What are the possible electrical hazards?
Improper wiring or mishandling of multiwire circuits can cause overloading of the grounded (neutral) conductor and/or destruction of equipment.
Overloading Of The Grounded (Neutral) Conductor.
Failure to properly terminate the ungrounded (hot) conductors to separate phases could cause the grounded (neutral) conductor to become overloaded from excessive neutral current, and the insulation could be damaged or destroyed. Conductor overheating is known to decrease insulating material service life, potentially resulting in a fire from arcing faults in hidden locations. We do not know just how long conductor insulation will last, but heat does decrease its life span.
Destruction of Equipment.
Never remove the grounded (neutral) conductor from the grounded terminal bar in the panel board if the phase conductors are energized. The grounded (neutral) conductor you remove could be part of a multiwire branch circuit, so this could result in destruction of electrical equipment. More important, even if the return conductor is not part of a multiwire circuit, removing a conductor from the grounded terminal bar when the circuit is energized could result in injury due to shock or arcing.
What are the safety requirements according to NEC 2014?
Never remove the grounded (neutral) conductor from the grounded terminal bar in the panelboard if the phase conductors are energized — it could be part of a multiwire branch circuit, and removing it could ruin electrical equipment.
NEC Section 210.4(B) states that in the panel board where the branch circuit originates, all undergrounded conductors must be provided with a means to disconnect them simultaneously.

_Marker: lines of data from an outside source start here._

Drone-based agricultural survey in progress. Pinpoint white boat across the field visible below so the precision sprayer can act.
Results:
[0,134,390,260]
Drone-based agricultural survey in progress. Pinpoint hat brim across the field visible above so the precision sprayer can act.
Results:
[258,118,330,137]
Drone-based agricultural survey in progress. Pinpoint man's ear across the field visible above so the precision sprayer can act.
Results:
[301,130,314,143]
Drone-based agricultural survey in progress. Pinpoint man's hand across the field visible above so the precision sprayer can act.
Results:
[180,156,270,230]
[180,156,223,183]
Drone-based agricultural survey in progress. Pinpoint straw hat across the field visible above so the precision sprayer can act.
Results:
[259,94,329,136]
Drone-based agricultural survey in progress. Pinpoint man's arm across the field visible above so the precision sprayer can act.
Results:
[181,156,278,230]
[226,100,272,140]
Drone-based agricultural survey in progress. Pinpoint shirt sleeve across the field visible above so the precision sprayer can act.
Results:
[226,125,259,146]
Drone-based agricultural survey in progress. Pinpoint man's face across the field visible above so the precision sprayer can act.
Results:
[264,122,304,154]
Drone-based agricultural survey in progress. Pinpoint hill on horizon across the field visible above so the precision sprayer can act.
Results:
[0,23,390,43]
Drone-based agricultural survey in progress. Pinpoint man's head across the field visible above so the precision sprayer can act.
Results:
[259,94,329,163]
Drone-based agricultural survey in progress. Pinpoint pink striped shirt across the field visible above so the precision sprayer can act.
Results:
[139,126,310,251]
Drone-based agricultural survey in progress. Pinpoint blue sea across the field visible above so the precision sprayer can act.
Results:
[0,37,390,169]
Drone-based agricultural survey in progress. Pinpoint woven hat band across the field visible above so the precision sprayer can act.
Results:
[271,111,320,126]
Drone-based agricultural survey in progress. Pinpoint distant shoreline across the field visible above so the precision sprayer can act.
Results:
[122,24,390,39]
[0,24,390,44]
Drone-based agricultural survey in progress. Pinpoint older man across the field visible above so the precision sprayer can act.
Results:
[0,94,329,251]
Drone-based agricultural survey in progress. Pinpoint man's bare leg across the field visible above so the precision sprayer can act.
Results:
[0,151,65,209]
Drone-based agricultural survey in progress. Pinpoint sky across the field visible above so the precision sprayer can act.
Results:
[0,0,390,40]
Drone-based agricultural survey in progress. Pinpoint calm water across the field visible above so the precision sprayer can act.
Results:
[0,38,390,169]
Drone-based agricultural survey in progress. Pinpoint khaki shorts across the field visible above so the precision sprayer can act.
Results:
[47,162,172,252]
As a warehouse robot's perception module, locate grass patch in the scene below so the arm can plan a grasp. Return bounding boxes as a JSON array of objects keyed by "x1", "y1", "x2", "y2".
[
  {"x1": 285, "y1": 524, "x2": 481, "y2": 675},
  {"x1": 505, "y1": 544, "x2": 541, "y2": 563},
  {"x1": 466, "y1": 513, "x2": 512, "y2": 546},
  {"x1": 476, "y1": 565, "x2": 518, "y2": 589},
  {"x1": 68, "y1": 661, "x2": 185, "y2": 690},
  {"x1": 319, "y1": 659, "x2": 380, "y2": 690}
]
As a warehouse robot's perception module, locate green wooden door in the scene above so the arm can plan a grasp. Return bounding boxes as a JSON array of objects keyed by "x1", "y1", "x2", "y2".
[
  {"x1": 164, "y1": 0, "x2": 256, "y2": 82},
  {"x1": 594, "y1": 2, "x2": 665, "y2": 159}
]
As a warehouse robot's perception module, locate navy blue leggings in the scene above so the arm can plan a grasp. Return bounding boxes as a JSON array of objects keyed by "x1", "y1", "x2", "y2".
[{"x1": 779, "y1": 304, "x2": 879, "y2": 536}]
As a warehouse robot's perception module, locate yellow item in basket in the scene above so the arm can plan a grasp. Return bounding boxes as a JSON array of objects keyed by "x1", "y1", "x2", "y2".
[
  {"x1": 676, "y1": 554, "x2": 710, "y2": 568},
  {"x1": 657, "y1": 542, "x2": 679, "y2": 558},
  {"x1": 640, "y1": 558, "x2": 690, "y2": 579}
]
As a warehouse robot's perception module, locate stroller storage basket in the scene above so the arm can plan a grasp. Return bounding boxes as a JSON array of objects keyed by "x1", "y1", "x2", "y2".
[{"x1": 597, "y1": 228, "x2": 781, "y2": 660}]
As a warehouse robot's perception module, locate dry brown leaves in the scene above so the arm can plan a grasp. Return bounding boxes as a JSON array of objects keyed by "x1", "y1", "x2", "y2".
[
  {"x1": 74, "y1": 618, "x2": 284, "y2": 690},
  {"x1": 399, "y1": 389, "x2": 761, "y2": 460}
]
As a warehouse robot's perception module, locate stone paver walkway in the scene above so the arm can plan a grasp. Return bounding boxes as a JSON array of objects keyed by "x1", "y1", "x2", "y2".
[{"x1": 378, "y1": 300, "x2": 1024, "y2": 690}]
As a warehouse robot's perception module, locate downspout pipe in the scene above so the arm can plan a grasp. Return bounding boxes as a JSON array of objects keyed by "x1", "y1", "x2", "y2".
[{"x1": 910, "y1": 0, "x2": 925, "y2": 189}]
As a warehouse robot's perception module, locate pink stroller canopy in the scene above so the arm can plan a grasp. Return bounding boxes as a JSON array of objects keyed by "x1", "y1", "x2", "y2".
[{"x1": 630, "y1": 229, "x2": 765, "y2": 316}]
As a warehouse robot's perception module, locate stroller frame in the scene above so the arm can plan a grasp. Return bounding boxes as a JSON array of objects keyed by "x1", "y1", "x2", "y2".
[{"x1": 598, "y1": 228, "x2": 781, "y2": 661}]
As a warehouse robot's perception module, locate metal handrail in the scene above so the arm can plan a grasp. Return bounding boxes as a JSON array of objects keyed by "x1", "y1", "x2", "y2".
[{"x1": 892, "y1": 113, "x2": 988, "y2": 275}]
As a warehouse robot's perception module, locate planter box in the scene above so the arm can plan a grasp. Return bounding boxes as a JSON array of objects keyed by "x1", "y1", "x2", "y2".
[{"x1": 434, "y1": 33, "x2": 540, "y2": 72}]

NEC Section 210.4(D) is that the undergrounded and grounded Edison circuit conductors are to be grouped by cable tires or similar means in at least on location within the panelboard. This ensures that the wires will be hooked up correctly, with the ungrounded conductors connected to opposite phases. An exception states that the requirement for grouping does not apply if the circuit enters from a cable or raceway unique to the circuit that makes the grouping obvious.
What to do when a common neutral hazard is discovered?
Stop work and remove the hazardous condition or plan a new work package considering known energized conductors. It should be corrected by the installation of pigtails or other means, to maintain continuity of the neutral wiring in accordance with NFPA 70 National Electrical Code and by licensed professional electricians.
(These circuits are typically found on 120 / 240-volt single-phase systems, but can be found on 208Y /120 and 277Y / 480 volt systems as well.)
Other general precautions include:
- Label the doors of lighting and power panels where common neutrals are known to exist. This will alert workers and electricians who are servicing your electrical equipment of potential problems.
- If you have an electrician servicing your electrical equipment, make sure you provide instructions in your work order where common neutrals exist.
- As an electrician, you can suspect a multi-wire branch circuit when three or more neutral conductors are spliced together in a junction box, outlet box, or lighting fixture.
There is nothing wrong with using multi-branch but if you do decide that it is the best option, then make sure you take proper precautions as per code, NEC 2014. Ensure that you have a licensed and professional electrician installing or servicing your home/facility’s electrical equipment.